Mindfulness practice helps us redefine our relationship with time. It's about being right here, right now. Try it? Pause. Take a breath. Place all your attention on that breath. Grow your awareness of the breath. It's the most basic indication of being alive. The more you notice your own capacity for awareness, in this moment, the more alert you'll become as you live.

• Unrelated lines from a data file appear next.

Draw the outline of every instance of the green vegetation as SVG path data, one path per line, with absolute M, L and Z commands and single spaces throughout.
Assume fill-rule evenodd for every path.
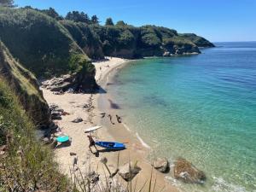
M 83 22 L 87 24 L 90 23 L 90 20 L 88 15 L 84 14 L 84 12 L 81 13 L 79 13 L 79 11 L 68 12 L 65 19 L 73 20 L 75 22 Z
M 0 191 L 67 191 L 51 150 L 37 142 L 35 125 L 8 84 L 0 78 Z
M 73 55 L 86 57 L 55 19 L 32 9 L 0 9 L 2 41 L 37 77 L 69 73 Z
M 13 7 L 14 6 L 14 0 L 0 0 L 0 6 Z
M 106 23 L 105 23 L 105 26 L 113 26 L 113 20 L 112 20 L 112 18 L 108 18 L 107 20 L 106 20 Z
M 198 47 L 214 47 L 214 44 L 205 39 L 204 38 L 199 37 L 194 33 L 183 33 L 179 34 L 184 39 L 191 41 Z
M 73 38 L 90 58 L 102 59 L 104 57 L 99 37 L 89 25 L 72 20 L 60 22 L 68 30 Z
M 35 77 L 17 62 L 3 44 L 0 41 L 0 78 L 9 82 L 9 85 L 19 97 L 33 123 L 45 126 L 49 121 L 48 104 L 43 97 Z

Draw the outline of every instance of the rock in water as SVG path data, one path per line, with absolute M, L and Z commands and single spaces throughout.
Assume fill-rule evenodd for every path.
M 70 154 L 70 156 L 77 155 L 77 154 L 76 154 L 76 153 L 73 153 L 73 152 L 70 152 L 69 154 Z
M 157 158 L 154 160 L 153 166 L 161 172 L 166 172 L 169 170 L 169 162 L 166 158 Z
M 135 176 L 137 176 L 137 173 L 142 169 L 137 166 L 137 164 L 126 163 L 123 166 L 119 167 L 119 174 L 122 177 L 126 182 L 131 181 Z
M 207 178 L 202 171 L 182 158 L 177 159 L 174 164 L 174 177 L 190 183 L 203 183 Z

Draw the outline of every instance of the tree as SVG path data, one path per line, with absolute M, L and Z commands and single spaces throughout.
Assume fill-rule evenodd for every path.
M 113 26 L 113 20 L 112 20 L 112 18 L 108 18 L 107 20 L 106 20 L 106 24 L 105 24 L 105 26 Z
M 14 7 L 14 0 L 0 0 L 0 6 Z
M 92 24 L 99 24 L 99 19 L 96 15 L 92 15 L 90 20 Z
M 90 20 L 87 14 L 84 12 L 79 13 L 79 11 L 68 12 L 66 15 L 66 20 L 71 20 L 75 22 L 90 23 Z
M 49 9 L 42 10 L 42 12 L 48 15 L 49 16 L 50 16 L 52 18 L 56 19 L 56 20 L 63 19 L 61 16 L 59 15 L 59 14 L 53 8 L 49 8 Z
M 127 24 L 124 20 L 119 20 L 116 23 L 116 26 L 126 26 Z

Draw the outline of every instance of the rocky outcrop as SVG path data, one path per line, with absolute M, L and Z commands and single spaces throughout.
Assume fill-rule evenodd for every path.
M 50 123 L 49 109 L 35 77 L 10 55 L 0 42 L 0 76 L 9 83 L 35 125 L 46 127 Z
M 157 158 L 153 161 L 153 166 L 160 172 L 166 172 L 170 169 L 166 158 Z
M 184 183 L 203 183 L 206 175 L 202 171 L 197 169 L 192 163 L 179 158 L 174 164 L 174 177 Z

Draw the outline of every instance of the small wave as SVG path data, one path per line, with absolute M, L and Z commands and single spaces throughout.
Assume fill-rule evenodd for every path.
M 165 178 L 167 179 L 172 183 L 172 185 L 175 187 L 181 186 L 180 183 L 177 179 L 172 177 L 171 176 L 166 176 Z
M 213 177 L 214 184 L 212 187 L 214 192 L 249 192 L 244 187 L 229 183 L 222 177 Z
M 145 147 L 145 148 L 151 148 L 149 145 L 148 145 L 142 138 L 141 137 L 139 136 L 139 134 L 137 132 L 136 133 L 136 136 L 138 138 L 138 140 L 141 142 L 141 143 Z
M 129 132 L 131 131 L 131 129 L 129 128 L 129 126 L 128 126 L 126 124 L 122 123 L 122 125 L 124 125 L 124 127 L 125 127 L 125 129 L 126 129 Z

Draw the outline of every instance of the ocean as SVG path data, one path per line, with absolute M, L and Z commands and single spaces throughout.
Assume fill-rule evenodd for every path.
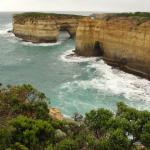
M 75 41 L 65 32 L 53 44 L 24 42 L 7 32 L 12 29 L 12 14 L 0 13 L 0 83 L 32 84 L 65 116 L 97 108 L 115 112 L 120 101 L 150 110 L 150 81 L 112 68 L 99 58 L 68 57 Z

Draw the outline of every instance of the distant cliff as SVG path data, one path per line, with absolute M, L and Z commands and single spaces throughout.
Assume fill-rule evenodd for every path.
M 102 56 L 109 64 L 150 78 L 150 19 L 117 15 L 83 19 L 76 33 L 76 53 Z
M 47 13 L 24 13 L 13 16 L 13 33 L 34 43 L 56 42 L 59 31 L 68 31 L 71 37 L 81 16 Z

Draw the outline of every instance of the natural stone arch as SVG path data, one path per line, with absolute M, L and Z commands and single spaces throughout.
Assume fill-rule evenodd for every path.
M 67 23 L 61 24 L 61 26 L 59 27 L 59 34 L 60 31 L 66 31 L 70 35 L 70 38 L 73 37 L 73 34 L 71 33 L 71 26 Z
M 100 43 L 99 41 L 96 41 L 94 43 L 94 55 L 95 56 L 103 56 L 104 55 L 104 49 L 103 49 L 102 43 Z

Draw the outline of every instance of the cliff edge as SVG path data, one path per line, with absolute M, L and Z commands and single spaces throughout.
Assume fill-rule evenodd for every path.
M 13 33 L 33 43 L 56 42 L 59 31 L 74 37 L 81 16 L 68 14 L 23 13 L 13 16 Z
M 101 56 L 150 79 L 150 19 L 124 15 L 83 19 L 77 28 L 76 53 Z

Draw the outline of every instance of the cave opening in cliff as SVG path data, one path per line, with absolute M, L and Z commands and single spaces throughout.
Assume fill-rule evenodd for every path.
M 103 56 L 104 55 L 103 46 L 99 41 L 96 41 L 94 44 L 94 54 L 95 54 L 95 56 Z
M 59 37 L 58 39 L 59 40 L 65 40 L 65 39 L 69 39 L 71 37 L 68 29 L 66 26 L 62 26 L 60 29 L 59 29 Z

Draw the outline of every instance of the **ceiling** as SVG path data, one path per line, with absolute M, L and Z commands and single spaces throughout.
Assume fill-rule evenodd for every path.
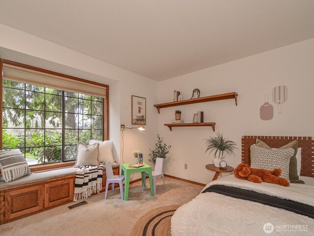
M 314 38 L 314 13 L 313 0 L 0 0 L 0 23 L 157 81 Z

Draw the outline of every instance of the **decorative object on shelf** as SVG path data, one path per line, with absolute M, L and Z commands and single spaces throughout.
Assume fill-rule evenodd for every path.
M 192 93 L 192 97 L 190 99 L 193 99 L 193 98 L 198 98 L 200 97 L 200 95 L 201 95 L 201 92 L 200 92 L 200 89 L 198 88 L 194 88 L 193 90 L 193 92 Z
M 204 112 L 197 112 L 197 122 L 203 123 L 204 122 Z
M 129 128 L 128 127 L 126 127 L 125 125 L 124 124 L 120 124 L 120 130 L 121 131 L 124 131 L 126 130 L 126 129 L 137 129 L 139 130 L 145 130 L 145 127 L 144 126 L 144 125 L 142 125 L 141 124 L 140 124 L 138 126 L 138 127 L 137 127 L 137 128 L 136 128 L 136 127 L 131 127 L 131 128 Z
M 209 153 L 213 150 L 215 151 L 215 158 L 212 162 L 216 167 L 219 167 L 219 163 L 225 158 L 225 153 L 229 154 L 235 155 L 235 149 L 238 149 L 236 148 L 236 144 L 228 138 L 226 139 L 223 136 L 223 134 L 220 134 L 218 132 L 216 133 L 217 137 L 209 137 L 209 139 L 206 139 L 207 148 L 205 152 L 209 151 Z M 218 151 L 219 151 L 218 152 Z
M 180 91 L 177 91 L 176 90 L 173 90 L 174 102 L 177 102 L 178 101 L 178 99 L 180 95 Z
M 138 154 L 140 152 L 139 150 L 134 150 L 132 152 L 132 154 L 134 155 L 134 162 L 135 164 L 137 164 L 139 163 L 138 162 Z
M 213 95 L 207 96 L 206 97 L 199 97 L 195 99 L 187 99 L 177 102 L 166 102 L 165 103 L 160 103 L 154 105 L 158 111 L 158 114 L 160 114 L 160 108 L 166 107 L 175 107 L 177 106 L 182 106 L 183 105 L 194 104 L 195 103 L 200 103 L 201 102 L 211 102 L 212 101 L 218 101 L 220 100 L 235 99 L 236 106 L 237 106 L 237 96 L 238 94 L 236 92 L 228 92 L 227 93 L 222 93 L 221 94 Z
M 180 120 L 181 119 L 181 111 L 176 110 L 175 112 L 175 116 L 176 117 L 176 120 Z
M 267 94 L 265 94 L 265 102 L 260 108 L 260 117 L 263 120 L 271 119 L 274 116 L 274 108 L 268 103 Z
M 143 164 L 143 153 L 139 153 L 138 154 L 139 157 L 138 158 L 138 164 Z
M 183 119 L 179 119 L 178 120 L 173 120 L 172 123 L 173 124 L 182 124 L 184 122 L 184 121 Z
M 131 124 L 146 124 L 146 99 L 131 96 Z
M 198 123 L 198 114 L 197 113 L 193 115 L 193 122 Z
M 273 101 L 278 105 L 278 113 L 281 113 L 281 104 L 288 98 L 288 89 L 284 85 L 276 86 L 273 89 Z
M 227 162 L 223 160 L 219 162 L 219 169 L 222 170 L 227 170 Z
M 148 159 L 151 162 L 153 162 L 155 165 L 156 163 L 156 158 L 160 157 L 161 158 L 166 159 L 167 155 L 169 152 L 171 146 L 167 145 L 163 143 L 163 138 L 160 138 L 159 134 L 157 135 L 157 139 L 158 139 L 157 143 L 156 144 L 156 148 L 154 150 L 149 149 L 150 153 L 148 155 L 150 157 Z

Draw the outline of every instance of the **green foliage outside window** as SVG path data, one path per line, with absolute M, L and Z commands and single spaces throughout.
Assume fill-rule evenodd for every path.
M 78 141 L 102 140 L 102 98 L 5 80 L 3 87 L 3 149 L 41 164 L 75 159 Z

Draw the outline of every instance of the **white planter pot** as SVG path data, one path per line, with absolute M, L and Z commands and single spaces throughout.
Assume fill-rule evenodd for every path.
M 222 153 L 220 152 L 220 156 L 219 156 L 219 151 L 217 152 L 217 153 L 215 155 L 215 157 L 213 159 L 212 162 L 214 163 L 214 165 L 216 167 L 219 167 L 219 163 L 221 161 L 221 160 L 225 158 L 226 155 L 225 153 L 223 155 L 221 155 Z

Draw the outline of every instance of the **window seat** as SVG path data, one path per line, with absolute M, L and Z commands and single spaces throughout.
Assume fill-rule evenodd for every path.
M 119 167 L 112 166 L 114 175 L 119 175 Z M 73 202 L 78 169 L 69 167 L 32 172 L 7 183 L 0 178 L 0 225 Z M 105 190 L 106 179 L 104 170 L 101 192 Z
M 76 174 L 77 171 L 78 169 L 78 168 L 77 167 L 65 167 L 54 170 L 32 172 L 30 175 L 24 176 L 11 182 L 8 182 L 7 183 L 4 182 L 1 177 L 0 178 L 0 189 L 17 185 L 46 180 L 53 178 L 57 178 L 71 175 L 75 175 Z
M 119 166 L 119 165 L 113 165 L 112 168 L 114 168 L 117 166 Z M 24 176 L 20 178 L 15 179 L 11 182 L 8 182 L 7 183 L 4 182 L 1 177 L 0 178 L 0 190 L 12 186 L 35 183 L 53 178 L 58 178 L 64 176 L 75 175 L 78 169 L 78 167 L 64 167 L 53 170 L 32 172 L 30 175 Z

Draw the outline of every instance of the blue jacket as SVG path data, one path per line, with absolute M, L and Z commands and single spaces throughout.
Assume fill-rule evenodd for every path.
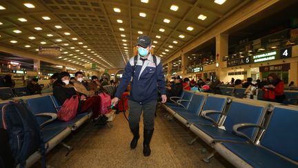
M 157 66 L 155 66 L 151 54 L 148 57 L 148 60 L 144 61 L 143 64 L 143 61 L 139 59 L 140 56 L 137 57 L 138 60 L 135 73 L 133 72 L 134 57 L 132 57 L 126 64 L 115 97 L 121 97 L 122 93 L 126 91 L 132 77 L 130 100 L 140 104 L 157 100 L 157 88 L 161 95 L 166 95 L 165 77 L 160 58 L 156 57 Z

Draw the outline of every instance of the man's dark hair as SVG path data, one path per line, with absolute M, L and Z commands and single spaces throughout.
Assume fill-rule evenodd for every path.
M 54 73 L 53 75 L 52 75 L 52 76 L 50 77 L 50 79 L 51 80 L 58 79 L 59 74 L 60 73 Z
M 76 73 L 74 73 L 74 76 L 77 77 L 79 74 L 83 75 L 83 73 L 82 72 L 77 71 Z
M 93 75 L 93 76 L 91 77 L 91 80 L 96 80 L 96 79 L 98 80 L 98 77 L 97 76 L 95 76 L 95 75 Z

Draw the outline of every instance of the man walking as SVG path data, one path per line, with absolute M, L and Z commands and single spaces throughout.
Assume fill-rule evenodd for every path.
M 143 142 L 144 156 L 150 155 L 150 142 L 154 131 L 154 119 L 156 110 L 158 89 L 161 95 L 161 103 L 166 102 L 166 83 L 160 58 L 151 55 L 151 39 L 142 35 L 137 40 L 138 55 L 131 58 L 126 64 L 120 84 L 112 101 L 116 104 L 121 97 L 122 93 L 132 77 L 128 104 L 130 112 L 128 122 L 133 134 L 130 142 L 132 149 L 136 148 L 139 138 L 139 122 L 141 112 L 143 112 Z

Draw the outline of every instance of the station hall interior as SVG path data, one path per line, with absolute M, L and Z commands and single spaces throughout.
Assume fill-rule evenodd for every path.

Breath is the process of life. It also offers a tool to help us experience life beyond biology. Here's what I mean:

  • During your next commute to school, especially if you're feeling rushed, pause and take a conscious breath. Notice where you are physically, and then notice your inner experience. You're here. Right now. Nowhere else. In this very moment, with this awareness, you'll see that time is keeping pace with you.
  • As your students pour into class tomorrow, bringing their frenetic energy into the space, pause and take a conscious breath. Notice their energy, and your own. See what's happening around you, and attend to what's happening in you. Find your center. Feel your feelings. Take another breath. Focus your attention. Teach.
  • While proctoring a test, attend to your expectations and emotions, pause and take a conscious breath. Is anyone nervous? Your students? You? What's their energy like? And yours? What happens when you switch your focus to your breath and calm your mind? Try it, and see. Then notice what happens to their energy, too.
  • In the midst of resolving a conflict among students, pause and take a conscious breath. Have emotions hijacked your students? How about you? Is the intense mental processing taking you nowhere? If so, switch you attention from feeling to breathing, just for a few seconds, and then return your focus to what's happening around you. By the clock, only a little time will pass, but experientially you'll see that time opens up. And in the space of that time, the energy may shift, and the situation may begin to diffuse.

Mindfulness is not a panacea. It's a practice. And with practice, mindfulness helps us calm our minds and open our hearts. With mindfulness, we can cultivate greater compassion and empathy, kindness and generosity. Mindfulness and morality go hand in hand -- in fact, mindfulness without compassion lacks ethical orientation.

As you develop mindfulness, you're likely to feel less reactive, less pressured, less driven by time. You're also more likely to see clearly when the objective demands of your schedule are simply too much. If so, it's time to change the structure of your day and remix your responsibilities.

The point is living mindfully within a sane reality. Mindfulness can't make an insane schedule, bearable, but it will make the insanity noticeable and cue you to respond constructively.

Feeling pressured by the clock, the day, your job, you life? Take a conscious breath, and pause. Look inside, and look around. You'll know where you as you move into what's next. You'll be in time.